Can someone give me an example of social capital relating to a parent with mental health and child care services.

Post 3

@ FrameMaker- One example that comes to mind is the problem with the eutrophication of the Gulf of Mexico around the Mississippi River Delta. This problem is generating social capital to resolve an issue that affects multiple stakeholders.

The dead zone at the mouth of the Mississippi is created by both point source and non-point source pollution, mostly fertilizer runoff. At first glance, one would assume this is a problem for the EPA, but the agency is only so limited in their reach. Anything they could do would only fix the problem in the near term, whereas the problem is a long-term problem. The real solution is to reduce the runoff that enters the Mississippi watershed. You have

to find ways to garner support from farmers, the USDA, Gulf Coast anglers, and taxpayers who must support paying the costs for mitigation.

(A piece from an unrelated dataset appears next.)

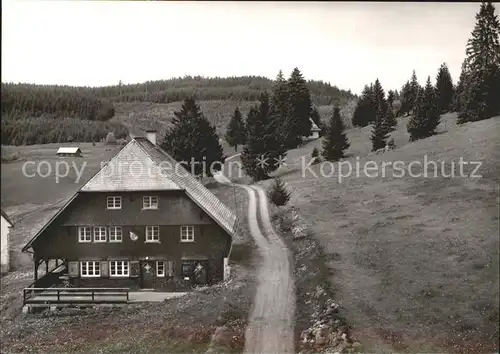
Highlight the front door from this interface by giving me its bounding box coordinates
[193,262,207,285]
[141,261,155,289]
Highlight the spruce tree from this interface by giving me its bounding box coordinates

Each of these groups has different interests, but they also have different authorities and capabilities. The collective interactions and capabilities of these stakeholder's is potential social capital.
Post 2

@ PelesTears- What kind of example can you give of a sustainability problem making use of the social capital theory?

Post 1

The utilization of social capital is important in mitigating sustainability problems. Sustainability problems are often wicked problems where one solution often creates other problems with their own separate solutions. The solutions and problems often span disciplines, so experts in the fields of economics, social sciences, and the natural sciences are often involved in mitigating these issues. These shared understandings, knowledge, and interactions are often crucial to creating long-term solutions rather than short-term fixes.